Muzzling democracy for years
Sheikh Hasina usually picks the leaders of BCL herself. There is a pattern that shows her choices as top leadership are strongman on university campuses. Al Nahian Khan Joy, her current pick for BCL president, basked in glory when he confessed to beating four “Shibir supporters” back in 2014. In a widely reported interview, he bragged to journalists that “Rakib was first arrested on the suspicion of being a Shibir supporter. We contacted others through his mobile phone. We have got confirmation of his association with Shibir through checking his local people.”
In reality, Sheikh Hasina’s party established a clear link between torture cells and party promotion. Abrar’s murderers only followed that path.
It is evident that had Abrar not died in the custody of BCL cadres, he would have been handed over to the police after the grisly torture session. His handover as a “Shibir cadre” would also have been fully endorsed by the university administration. It is his unexpected death that brought an unwelcome focus on a system where the Awami League cadres, the university administration, and the police all come together to create a Nazi-like methodology of checking the phones of students for unwanted Facebook posts and likes to verify if someone is a Shibir supporter, and if people are “found guilty” of liking pages not approved by the government, they are brutally tortured and later handed over to police as Shibir supporters.
The police then take over the next phase of torture and systematic dehumanization. Ashikul Islam Bitu, the assistant secretary of the BUET Chhatra League, was not coy when he claimed immediately after Abrar’s death: “We found his involvement in Shibir politics as he liked many Shibir-run pages.”
Let us be honest here in stating that it is not only Sheikh Hasina’s regime; instead, there exists a large establishment of secular ideologues who have taken part in the dehumanization campaign led by the ruling party’s cultural establishment for a very long time.
The silent majority
Left-wing liberal politicians, progressives, freedom-of-speech defenders, atheist bloggers, artists, poets, women’s rights activists – all the moral guardians of the country for long have either advocated or kept a blind eye to the government’s de-humanization campaign that is epitomized by the ever-popular rhythmic slogan, “Ektra duita shibir dhor, dhoira dhoira jobai kor,” meaning “Capture one or two Shibir cadres, and slit their throats and kill them.”

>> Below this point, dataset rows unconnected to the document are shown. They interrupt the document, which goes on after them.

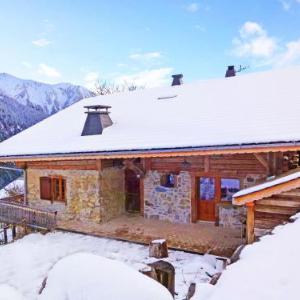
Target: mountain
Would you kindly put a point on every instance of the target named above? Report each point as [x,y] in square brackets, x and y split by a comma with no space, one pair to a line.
[26,102]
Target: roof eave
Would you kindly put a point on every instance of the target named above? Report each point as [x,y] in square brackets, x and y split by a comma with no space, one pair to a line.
[161,152]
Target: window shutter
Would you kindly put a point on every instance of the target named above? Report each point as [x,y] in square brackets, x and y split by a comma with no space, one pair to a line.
[45,188]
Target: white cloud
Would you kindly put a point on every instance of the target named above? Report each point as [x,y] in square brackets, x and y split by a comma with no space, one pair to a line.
[48,71]
[147,78]
[192,7]
[145,56]
[255,44]
[254,41]
[290,56]
[90,79]
[200,28]
[41,42]
[27,64]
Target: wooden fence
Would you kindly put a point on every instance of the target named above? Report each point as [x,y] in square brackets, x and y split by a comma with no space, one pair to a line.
[19,214]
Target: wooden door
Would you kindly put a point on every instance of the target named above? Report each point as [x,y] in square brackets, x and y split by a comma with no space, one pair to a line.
[132,187]
[206,198]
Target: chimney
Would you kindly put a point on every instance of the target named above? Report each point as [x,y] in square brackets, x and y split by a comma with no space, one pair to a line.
[177,79]
[230,71]
[97,119]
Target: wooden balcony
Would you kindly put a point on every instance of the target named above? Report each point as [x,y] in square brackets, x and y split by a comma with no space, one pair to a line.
[12,212]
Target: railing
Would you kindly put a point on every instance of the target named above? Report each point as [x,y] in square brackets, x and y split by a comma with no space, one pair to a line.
[17,198]
[19,214]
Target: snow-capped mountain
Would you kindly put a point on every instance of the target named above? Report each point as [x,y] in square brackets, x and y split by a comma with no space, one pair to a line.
[26,102]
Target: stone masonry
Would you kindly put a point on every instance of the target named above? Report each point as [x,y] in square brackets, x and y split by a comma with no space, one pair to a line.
[89,197]
[170,204]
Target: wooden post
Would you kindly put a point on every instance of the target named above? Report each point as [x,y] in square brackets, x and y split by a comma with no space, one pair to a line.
[14,232]
[158,248]
[5,234]
[250,222]
[25,185]
[165,274]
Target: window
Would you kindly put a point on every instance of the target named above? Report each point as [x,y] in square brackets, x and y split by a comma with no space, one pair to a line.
[168,180]
[53,188]
[207,188]
[229,187]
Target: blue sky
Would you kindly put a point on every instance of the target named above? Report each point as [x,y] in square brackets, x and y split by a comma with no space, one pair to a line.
[145,41]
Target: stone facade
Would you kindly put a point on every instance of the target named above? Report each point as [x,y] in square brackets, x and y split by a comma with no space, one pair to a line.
[170,204]
[112,199]
[231,216]
[89,197]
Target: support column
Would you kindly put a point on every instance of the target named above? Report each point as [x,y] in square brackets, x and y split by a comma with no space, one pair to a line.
[25,185]
[250,223]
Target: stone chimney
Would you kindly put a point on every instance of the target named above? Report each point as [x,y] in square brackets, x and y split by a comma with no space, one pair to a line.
[230,71]
[177,79]
[97,119]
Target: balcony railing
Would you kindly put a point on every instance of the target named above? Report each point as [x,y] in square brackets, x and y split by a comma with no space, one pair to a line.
[19,214]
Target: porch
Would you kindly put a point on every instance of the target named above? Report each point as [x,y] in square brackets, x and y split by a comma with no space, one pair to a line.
[195,237]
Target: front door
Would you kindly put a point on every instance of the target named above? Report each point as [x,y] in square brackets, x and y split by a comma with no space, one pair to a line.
[132,187]
[206,198]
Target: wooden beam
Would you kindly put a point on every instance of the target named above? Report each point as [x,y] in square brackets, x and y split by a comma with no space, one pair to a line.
[206,163]
[145,154]
[193,199]
[99,165]
[250,223]
[267,192]
[262,160]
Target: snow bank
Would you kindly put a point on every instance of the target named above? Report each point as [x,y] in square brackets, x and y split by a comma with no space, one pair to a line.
[267,270]
[92,277]
[8,292]
[26,262]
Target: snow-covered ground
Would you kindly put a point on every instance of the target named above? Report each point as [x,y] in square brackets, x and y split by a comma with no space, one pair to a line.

Taslima Nasrin, a celebrated writer and women’s rights activist currently in exile in India, wrote a Facebook post after the murder: “Abrar could be meritorious, but he used to offer five times prayers a day. Being meritorious is the sign quality, but for a 21 years old boy, offering five times prayers a day cannot be considered as a quality, that should be considered as an offense.
“Even if Abrar was not a Shibir follower, he thought like a Shibir. Even if he was a Shibir, he has the right to live. Those who beat him, I believe, they didn’t intend to kill him. He just died after getting injured in the head.”
A reader must check the underlying link of Taslima’s Facebook post to be sure that this author is not writing an Orwellian fiction. This is the word of an internationally awarded women’s rights activist quoted verbatim. She is considered the epitome of progressive values in Bangladesh, fighting dark forces.
It is an excellent question to ask as to why there is an elite consensus in the secular establishment of Bangladesh to dehumanize supporters of Islami Shibir and how legitimate victimhood of a genocide four decades back has been converted into a potent tool of torture and oppression to subjugate a population against their will by a very brutal regime.
This knowledge is central to understanding Bangladesh’s conversion from a representative developmental state to a one-party client-list state to a full-blown fascist regime.Quamr Ahmed is a senior journalist based in Bangladesh.